HIV/AIDS was first recognized as an epidemic in the United States in 1981. At the beginning of the AIDS epidemic, the life expectancy for infected persons was less than 7 years. Today, because of research and new treatment options, people who begin treatment soon after diagnosis can expect to live a nearly normal life span (Cairns, 2010). The HIV/AIDS epidemic was identified through descriptive epidemiology.
Descriptive epidemiologic studies are often conducted as precursors to analytic studies. Epidemiologic concepts are used to gather data to better understand and evaluate health trends in populations. Data such as characteristics of the persons affected, place where an incident occurred, and time of occurrence are collected and analyzed to look for patterns in an effort to identify emerging health problems. In this Discussion, you will apply the epidemiologic concepts of time, place, and person to a specific population health problem.
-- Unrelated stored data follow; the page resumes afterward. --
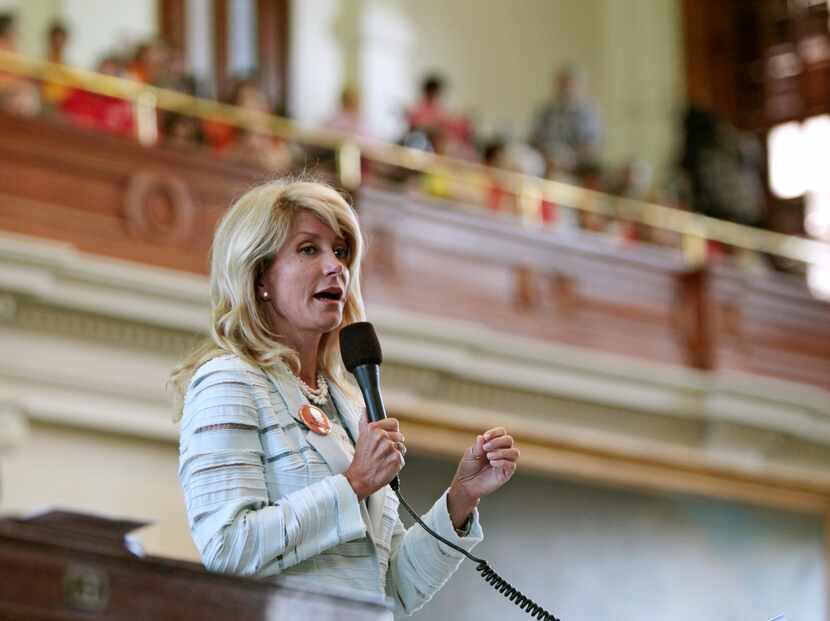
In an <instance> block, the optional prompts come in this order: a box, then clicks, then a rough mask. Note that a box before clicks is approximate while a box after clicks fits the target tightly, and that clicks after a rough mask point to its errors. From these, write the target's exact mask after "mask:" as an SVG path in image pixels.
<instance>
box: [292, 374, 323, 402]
mask: <svg viewBox="0 0 830 621" xmlns="http://www.w3.org/2000/svg"><path fill="white" fill-rule="evenodd" d="M294 377H295V378H296V379H297V383H299V384H300V390H301V391H302V393H303V394H304V395H305V396H306V397H308V400H309V401H311V402H312V403H313V404H315V405H326V403H328V400H329V385H328V382H326V378H325V377H323V374H322V373H318V374H317V389H316V390H315V389H314V388H312V387H311V386H309V385H308V384H306V383H305V382H304V381H303V380H302V378H301V377H297V376H296V375H295V376H294Z"/></svg>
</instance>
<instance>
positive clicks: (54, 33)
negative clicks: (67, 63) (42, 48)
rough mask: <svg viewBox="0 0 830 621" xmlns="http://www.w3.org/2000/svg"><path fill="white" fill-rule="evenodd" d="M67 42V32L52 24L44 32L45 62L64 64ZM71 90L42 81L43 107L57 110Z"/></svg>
mask: <svg viewBox="0 0 830 621" xmlns="http://www.w3.org/2000/svg"><path fill="white" fill-rule="evenodd" d="M68 41H69V30H68V29H67V27H66V26H65V25H64V24H63V22H60V21H54V22H52V25H51V26H49V30H47V31H46V48H47V51H46V60H48V61H49V62H50V63H54V64H56V65H63V64H65V63H66V61H65V59H64V51H65V50H66V45H67V43H68ZM71 92H72V89H71V88H70V87H68V86H64V85H63V84H58V83H56V82H49V81H48V80H47V81H44V82H43V83H42V84H41V86H40V96H41V99H42V101H43V104H44V106H46V107H47V108H50V109H55V108H59V107H60V105H61V104H62V103H63V102H64V100H65V99H66V98H67V97H69V95H70V93H71Z"/></svg>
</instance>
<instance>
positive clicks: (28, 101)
mask: <svg viewBox="0 0 830 621" xmlns="http://www.w3.org/2000/svg"><path fill="white" fill-rule="evenodd" d="M16 26H17V24H16V23H15V18H14V15H12V14H11V13H3V14H0V50H2V51H4V52H16V51H17V28H16ZM0 111H2V112H7V113H10V114H17V115H20V116H36V115H37V114H38V113H40V96H39V94H38V92H37V88H35V86H34V85H33V84H32V83H31V82H29V81H28V80H26V79H24V78H21V77H19V76H16V75H14V74H11V73H6V72H3V71H0Z"/></svg>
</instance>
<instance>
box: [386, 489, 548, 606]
mask: <svg viewBox="0 0 830 621" xmlns="http://www.w3.org/2000/svg"><path fill="white" fill-rule="evenodd" d="M395 495H396V496H397V497H398V500H400V501H401V504H402V505H403V506H404V508H405V509H406V511H407V513H409V515H411V516H412V519H414V520H415V521H416V522H417V523H418V524H419V525H420V527H421V528H423V529H424V530H425V531H427V532H428V533H429V534H430V535H432V536H433V537H435V538H436V539H437V540H438V541H440V542H441V543H443V544H445V545H448V546H449V547H451V548H452V549H453V550H457V551H458V552H461V554H463V555H464V556H466V557H467V558H468V559H470V560H471V561H473V562H474V563H476V571H477V572H478V573H480V574H481V577H482V578H483V579H484V581H485V582H487V583H488V584H490V585H491V586H492V587H493V588H494V589H496V590H497V591H498V592H499V593H501V594H502V595H504V596H505V597H506V598H507V599H509V600H510V601H511V602H513V603H514V604H516V605H517V606H518V607H519V608H521V609H522V610H524V611H525V612H526V613H528V614H529V615H530V616H531V617H535V618H536V619H540V621H560V619H559V618H558V617H555V616H554V615H553V613H550V612H548V611H547V610H545V609H544V608H542V607H541V606H540V605H539V604H537V603H536V602H534V601H533V600H532V599H530V598H529V597H528V596H527V595H525V594H524V593H522V592H521V591H519V590H518V589H517V588H516V587H514V586H513V585H511V584H510V583H509V582H508V581H507V580H505V579H504V578H502V577H501V576H499V575H498V574H497V573H496V572H495V570H494V569H493V568H492V567H490V564H489V563H488V562H487V561H485V560H484V559H483V558H478V557H477V556H473V555H472V554H470V553H469V552H467V550H465V549H464V548H462V547H460V546H457V545H455V544H454V543H452V542H451V541H447V540H446V539H445V538H444V537H442V536H441V535H439V534H438V533H436V532H435V531H434V530H432V529H431V528H430V527H429V526H427V525H426V524H424V521H423V520H422V519H421V518H420V517H418V515H417V514H416V513H415V511H413V510H412V507H410V506H409V504H408V503H407V502H406V500H404V497H403V496H402V495H401V493H400V492H399V491H397V490H395Z"/></svg>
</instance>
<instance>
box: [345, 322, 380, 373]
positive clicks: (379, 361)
mask: <svg viewBox="0 0 830 621" xmlns="http://www.w3.org/2000/svg"><path fill="white" fill-rule="evenodd" d="M340 355H341V356H342V357H343V364H345V365H346V368H347V369H348V370H349V372H350V373H353V372H354V369H355V367H359V366H360V365H361V364H381V363H382V362H383V354H382V353H381V351H380V342H379V341H378V337H377V334H375V328H374V327H373V326H372V324H370V323H369V322H368V321H358V322H356V323H352V324H349V325H348V326H346V327H345V328H343V329H342V330H340Z"/></svg>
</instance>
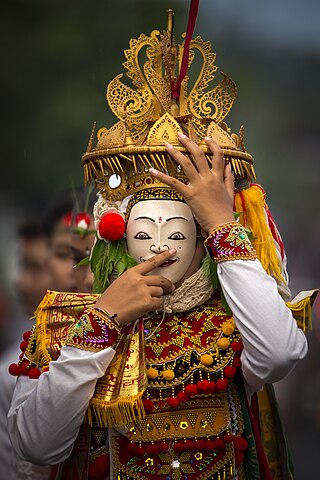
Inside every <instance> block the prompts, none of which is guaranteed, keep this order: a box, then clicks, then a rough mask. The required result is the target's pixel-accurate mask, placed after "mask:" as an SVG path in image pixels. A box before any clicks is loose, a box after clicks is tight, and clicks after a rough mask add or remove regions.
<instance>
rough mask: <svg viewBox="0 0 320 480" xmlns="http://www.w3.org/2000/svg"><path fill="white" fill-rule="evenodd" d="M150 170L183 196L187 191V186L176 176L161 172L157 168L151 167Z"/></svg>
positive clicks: (151, 174) (161, 179)
mask: <svg viewBox="0 0 320 480" xmlns="http://www.w3.org/2000/svg"><path fill="white" fill-rule="evenodd" d="M149 172H150V173H151V175H152V176H153V177H157V178H158V180H160V182H162V183H165V184H166V185H168V187H171V188H173V190H175V191H176V192H178V193H180V194H181V195H182V196H183V195H184V194H185V193H186V186H185V185H184V183H182V182H180V180H177V179H176V178H173V177H170V176H169V175H166V174H165V173H162V172H159V170H156V169H155V168H149Z"/></svg>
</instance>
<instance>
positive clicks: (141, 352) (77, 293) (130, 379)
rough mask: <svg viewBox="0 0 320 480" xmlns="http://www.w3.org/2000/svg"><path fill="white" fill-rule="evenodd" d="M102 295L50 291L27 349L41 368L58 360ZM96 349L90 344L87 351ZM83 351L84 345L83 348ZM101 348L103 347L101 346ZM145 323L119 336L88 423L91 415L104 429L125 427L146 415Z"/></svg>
mask: <svg viewBox="0 0 320 480" xmlns="http://www.w3.org/2000/svg"><path fill="white" fill-rule="evenodd" d="M99 297H100V295H93V294H82V293H61V292H53V291H48V292H47V293H46V295H45V297H44V299H43V301H42V302H41V304H40V305H39V307H38V309H37V311H36V326H35V329H34V332H33V334H32V336H31V338H30V340H29V344H28V348H27V350H26V356H27V358H28V359H29V360H30V361H32V362H34V363H36V364H37V365H38V366H40V367H46V366H48V365H49V363H50V361H52V360H56V359H57V358H58V357H59V355H60V350H61V348H62V347H63V346H64V345H65V344H66V342H67V341H68V335H69V333H70V331H72V329H74V326H75V325H76V324H77V322H79V320H80V318H81V317H82V315H83V314H84V313H85V312H86V309H87V308H88V307H90V306H92V305H94V304H95V303H96V301H97V300H98V298H99ZM98 347H99V345H98V344H96V345H95V348H94V349H93V348H92V346H91V345H90V344H89V343H88V346H87V349H88V350H94V351H97V349H98ZM82 348H83V346H82ZM100 348H101V349H102V348H103V347H100ZM144 355H145V350H144V338H143V333H142V322H140V325H139V323H138V322H137V323H136V324H135V325H133V326H132V327H131V328H128V329H127V330H126V332H125V334H124V335H120V336H119V341H118V344H117V347H116V354H115V356H114V358H113V360H112V361H111V363H110V365H109V367H108V369H107V371H106V374H105V375H104V376H103V377H102V378H101V379H99V380H98V382H97V385H96V390H95V393H94V396H93V398H92V399H91V401H90V405H89V410H88V420H89V422H90V423H91V422H92V415H94V416H95V417H96V419H97V420H98V422H99V423H100V424H101V425H103V426H114V425H123V424H125V423H127V422H129V421H131V420H132V419H133V418H141V416H142V414H143V408H142V394H143V392H144V390H145V388H146V382H147V379H146V369H145V360H144Z"/></svg>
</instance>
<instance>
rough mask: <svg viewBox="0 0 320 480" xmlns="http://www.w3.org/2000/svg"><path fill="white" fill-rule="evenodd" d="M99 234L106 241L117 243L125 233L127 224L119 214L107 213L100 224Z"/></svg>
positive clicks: (103, 217) (102, 217)
mask: <svg viewBox="0 0 320 480" xmlns="http://www.w3.org/2000/svg"><path fill="white" fill-rule="evenodd" d="M98 232H99V235H100V237H101V238H103V239H104V240H110V241H112V242H116V241H117V240H120V239H121V238H122V237H123V236H124V233H125V223H124V219H123V217H122V216H121V215H120V214H119V213H115V212H109V213H105V214H104V215H103V216H102V217H101V219H100V222H99V227H98Z"/></svg>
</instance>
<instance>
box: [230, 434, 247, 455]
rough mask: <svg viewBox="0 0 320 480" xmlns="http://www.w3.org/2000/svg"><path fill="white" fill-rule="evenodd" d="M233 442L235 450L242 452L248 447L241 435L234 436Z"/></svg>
mask: <svg viewBox="0 0 320 480" xmlns="http://www.w3.org/2000/svg"><path fill="white" fill-rule="evenodd" d="M233 443H234V448H235V450H236V451H237V452H244V451H245V450H247V448H248V442H247V440H246V439H245V438H243V437H234V439H233Z"/></svg>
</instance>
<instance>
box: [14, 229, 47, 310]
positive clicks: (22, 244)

Consider a variety of population health problems, and then select one on which to focus for this Discussion.
Identify a specific population affected by your selected health problem.
Research the patterns of the disease in your selected population using the epidemiologic characteristics of person, place, and time.
Explore three to five data sources presented in the Learning Resources that could aid you in describing the population and magnitude of the problem. Analyze the strengths and limitations of each data source.
Consider methods for obtaining raw data to determine the variables of person, place, and time for your health problem. Ask yourself: How would the methods I select influence the accuracy of case identification, definition, and diagnosis?
write a cohesive response that addresses the following:
Evaluate your selected health problem in the population you identified by describing three to five characteristics related to person, place, and time.
Appraise the data sources you utilized by outlining the strengths and limitations of each.
Discuss two methods you could use to collect raw data to determine the descriptive epidemiology of your health problem, Determine how these methods would influence the completeness of case identification as well as the case definition/diagnostic criteria used.